Cada vez que vamos a comprar ropa, que para muchos puede ser una experiencia muy agradable y hasta religiosa, no pensamos en todo lo que sucedió para que esa ropa que nos gustó estuviera ahí. Y de hecho, en algunas ocasiones el costo de esa ropa es la vida de muchas mujeres del otro lado del mundo. Este artículo es una oportunidad para dejar de hacerle el quite a esta verdad y agarrarla con nuestras manos. Este artículo es también una autorreflexión, pues por mi pasión por la moda y las tendencias, hoy en día gasto casi un 25% de mi sueldo en ropa de marcas de dudosa reputación. Y también, este artículo es un primer paso para honrar esa hermosa frase de Audre Lorde que dice: “No soy libre mientras haya una mujer que no lo sea, incluso cuando sus cadenas sean distintas a las mías”.
El ‘fast fashion’: el modelo que tiene a la industria en el cielo y a la gente en el subsuelo.
La industria de la moda es un gigante en la economía mundial. Representa 2.4 trillones de dólares y en la última década, contrario a todas las tendencias de otros sectores económicos, creció en promedio un 5.5% anual. El crecimiento de esta industria en los últimos años se debe a cambios estructurales en sus cadenas de valor que revolucionaron las formas de consumo de ropa. Se trata de una estrategia comercial conocida como ‘fast fashion’. Tiendas como Zara y H&M aplican esta estrategia y hoy en día ocupan los puestos segundo y tercero entre las marcas de ropa más valiosas del mundo en 2017, únicamente después de Nike y por encima de marcas de alta costura como Louis Vuitton, Hermès y Gucci.
El modelo de las marcas de ‘fast fashion’ consiste en producir ropa de tendencia, inspirada (por no decir clonadas) en las colecciones de diseñadores renombrados, fabricadas a muy bajos costos, y en consecuencia, vendidas a muy bajos precios. Sin embargo, el verdadero secreto de esta estrategia, y a lo que se debe la revolución de nuestros patrones de consumo, está en la amplia variedad de prendas y la rapidez con la que se sustituyen. ¿Se han dado cuenta que cada vez que entran a Zara o H&M hay ropa nueva? Las marcas de ‘fast fashion’ introducen colecciones nuevas casi cada dos semanas, a diferencia de otras marcas que lo hacen cada 6 meses. Esto tiene el efecto que hacernos sentir que la ropa pasa de moda mucho más rápido. Por lo tanto, si encontramos una camisa que nos gusta sabemos que debemos comprarla en ese mismo momento, pues sabemos que en cuestión de semanas ya no la encontraremos, y que en cuestión de meses ya habrá pasado de moda.

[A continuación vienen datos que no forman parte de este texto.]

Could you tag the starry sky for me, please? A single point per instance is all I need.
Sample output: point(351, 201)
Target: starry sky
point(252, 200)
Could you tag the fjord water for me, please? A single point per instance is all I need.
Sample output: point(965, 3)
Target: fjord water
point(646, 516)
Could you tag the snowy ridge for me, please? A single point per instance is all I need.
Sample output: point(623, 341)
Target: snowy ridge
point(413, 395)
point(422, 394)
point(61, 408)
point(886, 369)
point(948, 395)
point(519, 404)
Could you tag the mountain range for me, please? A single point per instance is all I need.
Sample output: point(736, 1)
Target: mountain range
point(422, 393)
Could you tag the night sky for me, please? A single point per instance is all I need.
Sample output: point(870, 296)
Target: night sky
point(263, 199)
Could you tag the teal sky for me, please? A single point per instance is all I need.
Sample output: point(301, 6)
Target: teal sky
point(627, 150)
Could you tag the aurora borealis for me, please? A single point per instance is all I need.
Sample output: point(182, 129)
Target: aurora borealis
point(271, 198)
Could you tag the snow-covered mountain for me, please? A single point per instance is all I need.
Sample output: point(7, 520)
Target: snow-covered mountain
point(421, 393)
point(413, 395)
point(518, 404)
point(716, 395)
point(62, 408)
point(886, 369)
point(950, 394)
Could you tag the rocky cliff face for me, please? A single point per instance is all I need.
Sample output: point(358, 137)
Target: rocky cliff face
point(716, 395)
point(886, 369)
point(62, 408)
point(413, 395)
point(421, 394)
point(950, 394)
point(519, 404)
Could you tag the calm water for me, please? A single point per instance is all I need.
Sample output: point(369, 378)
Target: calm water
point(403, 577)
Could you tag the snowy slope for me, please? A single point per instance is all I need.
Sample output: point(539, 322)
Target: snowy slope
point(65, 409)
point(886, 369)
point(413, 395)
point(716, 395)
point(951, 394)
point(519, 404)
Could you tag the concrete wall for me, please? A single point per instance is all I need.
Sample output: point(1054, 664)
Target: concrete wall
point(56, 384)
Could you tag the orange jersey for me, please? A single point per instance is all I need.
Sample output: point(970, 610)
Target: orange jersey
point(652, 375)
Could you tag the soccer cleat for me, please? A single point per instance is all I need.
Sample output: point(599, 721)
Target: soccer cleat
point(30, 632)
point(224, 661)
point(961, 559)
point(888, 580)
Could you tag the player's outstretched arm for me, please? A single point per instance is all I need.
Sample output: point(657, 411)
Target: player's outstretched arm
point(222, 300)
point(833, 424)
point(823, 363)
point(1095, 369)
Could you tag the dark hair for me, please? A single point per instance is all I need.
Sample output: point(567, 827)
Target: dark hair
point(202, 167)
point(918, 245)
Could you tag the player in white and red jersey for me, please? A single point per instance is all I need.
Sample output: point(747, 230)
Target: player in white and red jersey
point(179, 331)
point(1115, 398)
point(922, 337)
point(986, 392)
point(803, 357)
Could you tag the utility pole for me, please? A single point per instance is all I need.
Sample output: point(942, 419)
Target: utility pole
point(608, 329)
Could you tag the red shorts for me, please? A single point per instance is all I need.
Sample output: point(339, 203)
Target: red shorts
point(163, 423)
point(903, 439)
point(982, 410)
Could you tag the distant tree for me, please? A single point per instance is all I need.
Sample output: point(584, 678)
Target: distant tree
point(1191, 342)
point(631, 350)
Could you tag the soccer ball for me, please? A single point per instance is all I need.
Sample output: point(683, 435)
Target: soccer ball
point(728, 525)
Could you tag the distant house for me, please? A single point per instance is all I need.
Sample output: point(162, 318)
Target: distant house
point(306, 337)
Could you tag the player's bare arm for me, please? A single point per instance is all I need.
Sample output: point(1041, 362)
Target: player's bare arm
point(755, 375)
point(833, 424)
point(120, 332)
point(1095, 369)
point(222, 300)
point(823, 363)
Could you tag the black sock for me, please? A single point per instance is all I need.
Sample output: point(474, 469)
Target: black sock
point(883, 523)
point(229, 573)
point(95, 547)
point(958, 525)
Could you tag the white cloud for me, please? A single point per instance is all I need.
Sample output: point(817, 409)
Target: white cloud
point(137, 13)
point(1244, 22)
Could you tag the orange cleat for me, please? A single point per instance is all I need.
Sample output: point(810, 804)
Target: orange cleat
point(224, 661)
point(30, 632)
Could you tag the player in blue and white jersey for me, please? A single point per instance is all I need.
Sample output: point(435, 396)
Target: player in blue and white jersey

Por esto mismo de que la ropa pasa de moda muy rápido, al cabo de unas pocas semanas seguramente volvemos a Zara o H&M en busca de nuevas tendencias, porque, recordemos, la ropa en estos sitios pocas veces son clásicos atemporales. Y cuando entramos se repite el ciclo: nos enamoramos de otra camisa que debemos comprar ahí mismo antes de que desaparezca del almacén o de las fotos de las blogueras de Instagram. Mientras tanto, aquella camisa de la vez pasada la habremos usado unas contadas veces antes de reemplazarla –unas 7 máximo, según los estudios–. El resultado de todo esto es que gracias a los cortos ciclos de rotación de ropa en estas tiendas, las visitamos mucho más seguido (algo así como 17 veces al año, mientras que visitamos otras tiendas solo 3,5 veces en promedio), y casi siempre compramos algo. ¿Alguien se identifica?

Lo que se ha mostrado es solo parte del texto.